Beery is quick to point out that she can’t take credit for the new NIH policy, which has been part of a wider conversation in the scientific community. But the articles on the subject that she wrote with professor Zucker in 2010 and 2011 are widely cited in that discussion and in fact are in the first two footnotes in the NIH’s recent policy announcement. She found out about the announcement days before its official release, when reporters started calling her for comments.
The new policy, which will be rolled out in phases beginning this October, goes even further than addressing sex bias among animal subjects.
“We focused in our review article on animal studies at the level of the whole organism,” says Beery. “We didn’t even count how many studies were done on male or female tissues or cell lines.
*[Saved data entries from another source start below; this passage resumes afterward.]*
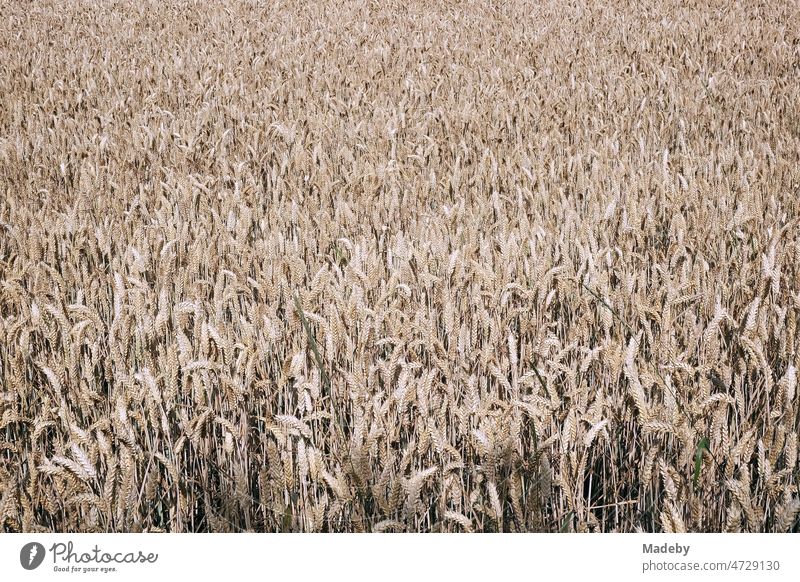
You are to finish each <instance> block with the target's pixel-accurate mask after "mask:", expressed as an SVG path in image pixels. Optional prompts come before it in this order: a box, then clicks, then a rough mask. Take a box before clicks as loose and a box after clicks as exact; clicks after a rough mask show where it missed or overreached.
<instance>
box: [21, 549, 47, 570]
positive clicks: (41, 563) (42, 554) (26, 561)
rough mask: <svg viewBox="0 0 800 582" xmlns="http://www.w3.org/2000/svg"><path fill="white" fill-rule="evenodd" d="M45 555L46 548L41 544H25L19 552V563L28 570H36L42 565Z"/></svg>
mask: <svg viewBox="0 0 800 582" xmlns="http://www.w3.org/2000/svg"><path fill="white" fill-rule="evenodd" d="M44 554H45V552H44V546H43V545H42V544H40V543H39V542H31V543H29V544H25V545H24V546H22V549H21V550H20V552H19V563H20V564H22V567H23V568H25V569H26V570H35V569H36V568H38V567H39V566H41V565H42V562H43V561H44Z"/></svg>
But there are even biochemical differences at the level of the cell. The new NIH mandate says you also have to consider the sex of your cell lines, which I think is a bold move and a good one.”
Clinical studies on humans are more likely to include an even balance of women and men since a 1993 mandate that NIH-funded research must account for the sex of enrollees. Extending that to preclinical studies on animals is important, says Beery, because to ignore biological differences related to sex in basic research undermines the foundation of later research.
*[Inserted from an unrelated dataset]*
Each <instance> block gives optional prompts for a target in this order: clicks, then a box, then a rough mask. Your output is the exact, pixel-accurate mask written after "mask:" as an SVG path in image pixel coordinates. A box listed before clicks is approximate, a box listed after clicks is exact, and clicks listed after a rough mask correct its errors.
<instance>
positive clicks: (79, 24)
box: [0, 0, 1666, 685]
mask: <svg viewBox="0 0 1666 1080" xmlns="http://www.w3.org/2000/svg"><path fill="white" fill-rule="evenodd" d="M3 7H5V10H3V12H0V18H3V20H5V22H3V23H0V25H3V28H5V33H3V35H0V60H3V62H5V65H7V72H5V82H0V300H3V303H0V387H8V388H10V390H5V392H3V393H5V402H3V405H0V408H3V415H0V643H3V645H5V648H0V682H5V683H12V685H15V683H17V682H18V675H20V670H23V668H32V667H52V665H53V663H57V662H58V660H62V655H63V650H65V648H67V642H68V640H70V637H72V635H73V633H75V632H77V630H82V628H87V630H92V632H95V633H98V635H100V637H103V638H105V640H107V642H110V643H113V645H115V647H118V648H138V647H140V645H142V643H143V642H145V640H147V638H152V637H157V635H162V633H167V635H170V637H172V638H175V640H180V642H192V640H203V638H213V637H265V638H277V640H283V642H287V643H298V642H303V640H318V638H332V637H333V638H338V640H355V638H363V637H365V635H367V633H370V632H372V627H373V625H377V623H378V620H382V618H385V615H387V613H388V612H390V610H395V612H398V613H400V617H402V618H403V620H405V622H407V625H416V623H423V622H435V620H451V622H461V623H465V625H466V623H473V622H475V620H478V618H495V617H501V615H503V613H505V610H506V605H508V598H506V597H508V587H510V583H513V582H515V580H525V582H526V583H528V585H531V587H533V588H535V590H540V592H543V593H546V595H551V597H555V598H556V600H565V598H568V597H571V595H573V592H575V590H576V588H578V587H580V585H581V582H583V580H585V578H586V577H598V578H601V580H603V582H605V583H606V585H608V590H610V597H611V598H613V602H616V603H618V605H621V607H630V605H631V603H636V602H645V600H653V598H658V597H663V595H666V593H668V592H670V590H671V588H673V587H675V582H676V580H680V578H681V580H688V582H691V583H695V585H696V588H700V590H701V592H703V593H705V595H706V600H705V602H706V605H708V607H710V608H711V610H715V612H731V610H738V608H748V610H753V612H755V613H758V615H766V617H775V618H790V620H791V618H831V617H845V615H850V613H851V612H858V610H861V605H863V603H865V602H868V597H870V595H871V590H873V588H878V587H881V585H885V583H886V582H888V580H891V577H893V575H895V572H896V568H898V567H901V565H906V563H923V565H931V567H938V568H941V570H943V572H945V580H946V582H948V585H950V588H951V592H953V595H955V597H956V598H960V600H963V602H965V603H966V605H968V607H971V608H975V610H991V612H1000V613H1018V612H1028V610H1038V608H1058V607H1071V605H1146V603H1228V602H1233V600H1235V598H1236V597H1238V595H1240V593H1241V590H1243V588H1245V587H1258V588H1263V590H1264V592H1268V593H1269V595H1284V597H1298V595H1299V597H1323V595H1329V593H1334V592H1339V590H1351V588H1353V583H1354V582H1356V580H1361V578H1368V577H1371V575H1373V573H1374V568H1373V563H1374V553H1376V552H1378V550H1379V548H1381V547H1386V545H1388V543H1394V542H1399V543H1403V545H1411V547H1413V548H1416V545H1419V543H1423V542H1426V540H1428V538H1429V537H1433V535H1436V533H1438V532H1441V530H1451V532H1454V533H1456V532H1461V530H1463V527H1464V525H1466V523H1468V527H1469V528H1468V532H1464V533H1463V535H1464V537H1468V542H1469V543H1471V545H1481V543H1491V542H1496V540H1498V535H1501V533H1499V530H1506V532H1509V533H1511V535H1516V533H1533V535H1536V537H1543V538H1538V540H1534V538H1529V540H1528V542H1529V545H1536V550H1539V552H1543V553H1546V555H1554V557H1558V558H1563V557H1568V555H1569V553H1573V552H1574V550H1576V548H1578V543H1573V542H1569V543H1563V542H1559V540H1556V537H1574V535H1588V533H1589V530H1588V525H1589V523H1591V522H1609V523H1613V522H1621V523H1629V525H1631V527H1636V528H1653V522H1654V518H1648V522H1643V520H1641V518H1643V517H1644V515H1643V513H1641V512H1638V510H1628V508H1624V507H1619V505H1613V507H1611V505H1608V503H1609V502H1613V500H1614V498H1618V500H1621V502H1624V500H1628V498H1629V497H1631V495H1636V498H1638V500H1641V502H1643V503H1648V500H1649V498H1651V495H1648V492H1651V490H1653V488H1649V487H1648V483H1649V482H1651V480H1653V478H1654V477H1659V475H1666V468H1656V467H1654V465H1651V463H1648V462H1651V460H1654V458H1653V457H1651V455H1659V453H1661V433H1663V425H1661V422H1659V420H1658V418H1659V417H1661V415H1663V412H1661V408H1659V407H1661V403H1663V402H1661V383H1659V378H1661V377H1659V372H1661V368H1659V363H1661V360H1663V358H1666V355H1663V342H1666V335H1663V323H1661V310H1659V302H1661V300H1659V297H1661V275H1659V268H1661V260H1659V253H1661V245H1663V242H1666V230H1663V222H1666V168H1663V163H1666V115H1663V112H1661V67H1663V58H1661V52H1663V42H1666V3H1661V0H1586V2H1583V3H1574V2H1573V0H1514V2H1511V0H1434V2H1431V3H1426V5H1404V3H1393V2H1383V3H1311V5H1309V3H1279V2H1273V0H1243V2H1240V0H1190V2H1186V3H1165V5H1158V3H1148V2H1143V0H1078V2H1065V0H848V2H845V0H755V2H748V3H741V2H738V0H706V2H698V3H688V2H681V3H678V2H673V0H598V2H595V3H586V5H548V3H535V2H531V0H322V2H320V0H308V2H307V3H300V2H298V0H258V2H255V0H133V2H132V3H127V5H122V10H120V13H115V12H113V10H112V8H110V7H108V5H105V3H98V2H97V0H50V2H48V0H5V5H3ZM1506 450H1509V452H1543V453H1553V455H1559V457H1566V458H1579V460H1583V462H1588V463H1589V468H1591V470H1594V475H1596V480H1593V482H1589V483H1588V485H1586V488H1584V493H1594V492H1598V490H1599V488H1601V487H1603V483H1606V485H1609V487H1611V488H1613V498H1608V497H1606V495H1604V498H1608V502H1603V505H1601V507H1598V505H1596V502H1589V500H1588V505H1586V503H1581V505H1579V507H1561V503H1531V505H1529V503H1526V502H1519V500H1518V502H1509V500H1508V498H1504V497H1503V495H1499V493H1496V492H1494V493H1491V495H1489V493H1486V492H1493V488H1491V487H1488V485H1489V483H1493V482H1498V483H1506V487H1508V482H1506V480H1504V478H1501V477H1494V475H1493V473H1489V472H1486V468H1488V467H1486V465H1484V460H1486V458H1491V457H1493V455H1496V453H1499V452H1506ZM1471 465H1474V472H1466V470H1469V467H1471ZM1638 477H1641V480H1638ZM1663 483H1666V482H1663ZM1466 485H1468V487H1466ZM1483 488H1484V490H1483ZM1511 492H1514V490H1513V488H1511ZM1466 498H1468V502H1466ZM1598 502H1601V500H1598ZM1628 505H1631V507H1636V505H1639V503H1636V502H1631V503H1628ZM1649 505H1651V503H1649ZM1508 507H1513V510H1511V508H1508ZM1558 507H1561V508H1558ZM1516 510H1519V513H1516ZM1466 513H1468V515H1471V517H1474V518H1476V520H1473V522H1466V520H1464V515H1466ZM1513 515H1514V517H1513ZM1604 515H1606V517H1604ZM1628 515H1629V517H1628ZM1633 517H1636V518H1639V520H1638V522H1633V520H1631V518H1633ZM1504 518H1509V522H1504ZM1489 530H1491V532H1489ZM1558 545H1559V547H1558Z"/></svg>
The convention of experimenting mainly on male animals goes back to the 1920s and a belief that females were less stable as research subjects because of their estrous cycle connected to ovulation. Some scientists argued that experimenting on female animals would require more specimens to account for variations in hormone levels and thereby drive up costs.
Newer research shows that this argument “doesn’t hold up,” says Beery. “Female rodents might be more predictably variable across the estrous cycle, but they are not more variable than males.”
Beery’s collaboration with Zucker on this subject came out of a talk he presented, “Why Study Weird Species and Two Sexes?” Initially their research focused on both prongs of this question designed to get researchers to think about reasons for introducing more diversity into the animals they use in research.
“We originally wrote the article to be about sex and species bias but the reviewers were so interested in the sex bias part that they said, don’t dilute the message,” says Beery.
Now, four years later, the message is clear: overreliance on male research specimens, or worse yet, not even keeping track of the sex of animals used in experiments, can lead to skewed results.
Clayton and Collins, in their recent Nature article, called the lack of attention to how sex can affect the outcome being measured in an experiment a “blind spot” in how science is conducted.
That blind spot extends down to basic research, which constitutes the building blocks of new knowledge. Now that this blind spot is being addressed, does Beery expect to see a cascade of new findings illustrating the fundamental differences between male and female sex cells, down to the chromosomal level?
“I can’t say I want that to happen; it certainly makes our lives a lot easier if there are fewer sex differences,” she says. But she suspects that important, heretofore not understood differences will come to light. “Science is a process of taking our ideas about how things work and revising them over time,” she says. “I will continue to be interested in this question, and I might even do a follow-up study to see where this leads us over the years.”